Leaders like John Hagee, regularly frame resistance to Israel’s violent
displacement of Palestinians as antisemitism, recasting political
protest as a broader religious or existential threat to Israel.
Reverend
Mitri Raheb of Bethlehem put it bluntly, Christian Zionism is
“crucifying the Living Church.” The churches that still chant hymns in
Jesus’s own language, that cling to their land and heritage under
occupation, are being erased. In Bethlehem, Jerusalem, and Gaza,
Palestinian Christians watch as Western churches flood the region with
tours yet remain deaf to their cries for justice. That silence turned to
betrayal when U.S. officials said nothing after the bombing of a Greek
Orthodox church in Gaza and when snipers targeted women seeking refuge
in Gaza’s Catholic church. Has U.S. foreign policy become so captured by
evangelical interests that it lacks mercy for the oldest Christian
communities, those of the Holy Land?
This theology does not
merely ignore violence – it sanctifies it. Settler expansion becomes a
holy mandate. Bombs on Gaza are seen not as tragedy or crime, but as
foreshadowing.
Even some Israeli leaders have warned against this
alliance, aware that the affection it brings has an expiration date. In
Christian Zionism’s end-times narrative, Jewish people are ultimately
expected to convert or perish. Yet the immediate short-term benefits
have kept the alliance intact despite repeated warnings.
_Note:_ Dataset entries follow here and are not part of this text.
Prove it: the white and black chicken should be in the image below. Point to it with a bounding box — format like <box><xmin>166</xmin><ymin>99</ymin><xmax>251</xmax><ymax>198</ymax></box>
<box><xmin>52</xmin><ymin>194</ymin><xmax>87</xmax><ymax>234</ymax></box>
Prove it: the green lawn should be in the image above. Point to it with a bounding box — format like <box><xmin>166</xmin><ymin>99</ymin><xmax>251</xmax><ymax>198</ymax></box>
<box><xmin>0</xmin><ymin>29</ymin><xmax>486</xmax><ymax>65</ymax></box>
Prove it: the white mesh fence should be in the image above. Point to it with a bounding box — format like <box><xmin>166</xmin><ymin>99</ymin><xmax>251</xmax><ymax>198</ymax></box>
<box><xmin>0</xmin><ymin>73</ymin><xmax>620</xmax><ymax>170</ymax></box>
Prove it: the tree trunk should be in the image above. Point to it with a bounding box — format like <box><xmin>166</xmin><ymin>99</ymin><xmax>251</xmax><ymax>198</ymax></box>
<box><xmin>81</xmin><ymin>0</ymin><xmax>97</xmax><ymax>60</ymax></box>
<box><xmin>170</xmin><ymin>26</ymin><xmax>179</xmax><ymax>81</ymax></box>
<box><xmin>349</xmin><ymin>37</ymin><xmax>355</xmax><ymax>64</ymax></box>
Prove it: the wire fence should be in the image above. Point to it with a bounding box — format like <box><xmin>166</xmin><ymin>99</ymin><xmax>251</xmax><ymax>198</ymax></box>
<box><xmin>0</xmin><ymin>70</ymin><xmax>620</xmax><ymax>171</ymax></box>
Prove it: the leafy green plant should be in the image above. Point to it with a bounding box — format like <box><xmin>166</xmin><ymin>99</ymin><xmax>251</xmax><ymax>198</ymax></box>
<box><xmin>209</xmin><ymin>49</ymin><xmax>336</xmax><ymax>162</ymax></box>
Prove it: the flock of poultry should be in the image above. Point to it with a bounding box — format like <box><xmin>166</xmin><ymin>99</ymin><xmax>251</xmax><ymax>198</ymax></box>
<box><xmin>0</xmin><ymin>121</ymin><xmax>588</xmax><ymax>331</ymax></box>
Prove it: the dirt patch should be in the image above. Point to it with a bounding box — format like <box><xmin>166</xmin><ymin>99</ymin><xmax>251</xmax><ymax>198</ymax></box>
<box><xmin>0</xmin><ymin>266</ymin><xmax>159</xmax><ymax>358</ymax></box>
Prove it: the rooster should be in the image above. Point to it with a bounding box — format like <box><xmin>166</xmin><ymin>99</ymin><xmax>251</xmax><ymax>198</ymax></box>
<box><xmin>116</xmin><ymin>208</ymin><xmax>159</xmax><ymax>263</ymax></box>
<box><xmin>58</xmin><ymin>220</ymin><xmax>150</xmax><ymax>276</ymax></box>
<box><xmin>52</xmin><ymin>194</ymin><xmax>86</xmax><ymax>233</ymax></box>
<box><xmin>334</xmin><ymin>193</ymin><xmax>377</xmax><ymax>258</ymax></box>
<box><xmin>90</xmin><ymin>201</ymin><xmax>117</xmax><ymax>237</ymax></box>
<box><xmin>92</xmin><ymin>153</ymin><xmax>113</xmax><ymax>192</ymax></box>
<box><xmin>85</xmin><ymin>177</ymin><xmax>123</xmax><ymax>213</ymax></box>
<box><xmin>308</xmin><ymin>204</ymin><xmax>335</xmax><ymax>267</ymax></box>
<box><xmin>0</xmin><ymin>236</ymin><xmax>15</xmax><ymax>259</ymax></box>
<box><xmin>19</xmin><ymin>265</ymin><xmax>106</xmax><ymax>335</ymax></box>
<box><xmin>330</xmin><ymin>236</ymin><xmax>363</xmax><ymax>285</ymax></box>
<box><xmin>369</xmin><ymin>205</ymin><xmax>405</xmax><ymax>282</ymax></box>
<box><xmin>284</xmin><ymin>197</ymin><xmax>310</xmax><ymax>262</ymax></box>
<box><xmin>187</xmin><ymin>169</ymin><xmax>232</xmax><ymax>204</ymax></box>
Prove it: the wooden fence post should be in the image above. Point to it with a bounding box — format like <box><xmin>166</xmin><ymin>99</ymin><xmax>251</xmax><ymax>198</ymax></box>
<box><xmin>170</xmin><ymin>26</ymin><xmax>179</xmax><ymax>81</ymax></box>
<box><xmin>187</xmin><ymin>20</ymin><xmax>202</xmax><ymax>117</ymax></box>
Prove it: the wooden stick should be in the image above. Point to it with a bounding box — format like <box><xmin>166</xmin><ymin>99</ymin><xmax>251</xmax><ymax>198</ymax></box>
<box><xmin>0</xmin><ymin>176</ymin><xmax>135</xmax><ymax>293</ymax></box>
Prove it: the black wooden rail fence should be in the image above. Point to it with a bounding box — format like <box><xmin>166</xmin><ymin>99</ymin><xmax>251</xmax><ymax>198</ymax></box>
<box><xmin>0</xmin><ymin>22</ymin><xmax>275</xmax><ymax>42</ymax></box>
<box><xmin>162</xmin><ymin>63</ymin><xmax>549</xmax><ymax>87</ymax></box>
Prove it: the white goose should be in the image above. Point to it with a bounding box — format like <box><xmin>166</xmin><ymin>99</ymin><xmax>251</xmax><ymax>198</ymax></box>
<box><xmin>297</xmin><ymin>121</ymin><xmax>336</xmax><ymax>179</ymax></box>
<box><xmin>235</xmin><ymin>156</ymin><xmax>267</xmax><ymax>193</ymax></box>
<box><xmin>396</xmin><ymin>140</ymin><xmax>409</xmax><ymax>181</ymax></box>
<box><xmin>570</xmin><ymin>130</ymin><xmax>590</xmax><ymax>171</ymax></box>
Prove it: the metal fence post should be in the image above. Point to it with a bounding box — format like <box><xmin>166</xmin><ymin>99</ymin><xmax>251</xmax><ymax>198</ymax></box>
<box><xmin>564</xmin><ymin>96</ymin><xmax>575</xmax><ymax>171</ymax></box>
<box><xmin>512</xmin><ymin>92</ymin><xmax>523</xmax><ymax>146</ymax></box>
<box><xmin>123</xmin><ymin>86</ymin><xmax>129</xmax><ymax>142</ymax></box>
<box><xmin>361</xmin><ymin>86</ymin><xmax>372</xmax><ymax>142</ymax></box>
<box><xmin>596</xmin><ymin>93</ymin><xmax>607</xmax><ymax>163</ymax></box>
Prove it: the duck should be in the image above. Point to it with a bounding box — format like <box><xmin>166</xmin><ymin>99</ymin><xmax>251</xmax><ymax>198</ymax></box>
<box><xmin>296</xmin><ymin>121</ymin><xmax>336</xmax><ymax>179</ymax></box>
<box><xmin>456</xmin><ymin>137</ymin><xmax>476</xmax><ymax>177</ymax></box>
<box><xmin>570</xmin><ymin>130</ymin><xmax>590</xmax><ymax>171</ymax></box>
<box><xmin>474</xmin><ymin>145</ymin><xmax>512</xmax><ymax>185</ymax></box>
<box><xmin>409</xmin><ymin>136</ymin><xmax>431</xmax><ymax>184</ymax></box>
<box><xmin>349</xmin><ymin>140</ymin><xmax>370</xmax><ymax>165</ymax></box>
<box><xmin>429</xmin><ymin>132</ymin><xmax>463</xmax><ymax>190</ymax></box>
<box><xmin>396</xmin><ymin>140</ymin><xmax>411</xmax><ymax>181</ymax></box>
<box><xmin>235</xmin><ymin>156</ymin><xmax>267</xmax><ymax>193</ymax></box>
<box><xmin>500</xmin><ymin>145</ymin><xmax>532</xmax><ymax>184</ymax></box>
Avraham Burg, a
former Speaker of the Israeli Knesset and vocal critic of Israel’s ties
to Christian Zionists, argues that such alliances threaten Israel’s
democratic character and Jewish identity.
In the U.S., Christian
Zionism channels the same spiritual logic that once justified
colonialism, apartheid, and slavery – a theology of conquest
masquerading as care. It does not ask what is right; it asks what serves
the script.
And its cost is not abstract. It is measured not
only in land, but in lives, lost histories, entire family lineages
erased, priests blocked from churches, and olive trees razed beside
vandalized monasteries. Its influence on U.S. politics has helped
sustain ongoing military support for Israel’s genocidal campaign in Gaza
– a campaign Israeli Finance Minister Bezalel Smotrich has openly
described as seeking the ‘total destruction’ of the territory and the
mass displacement of its population, invoking the biblical command to
“blot out Amalek.”
No theology should justify cruelty. If faith
is to mean anything in this world – anything worthy of moral authority –
it must choose people over power, human dignity over political
expediency. That begins with listening to the Palestinians living in the
land – and protecting them.
The Holy Land is not a symbol or a
stage for someone’s apocalyptic agendas. It is home – sacred, wounded,
and alive. No theology, however powerful politically or popular, should
be allowed to tear this land from its people in the name of God.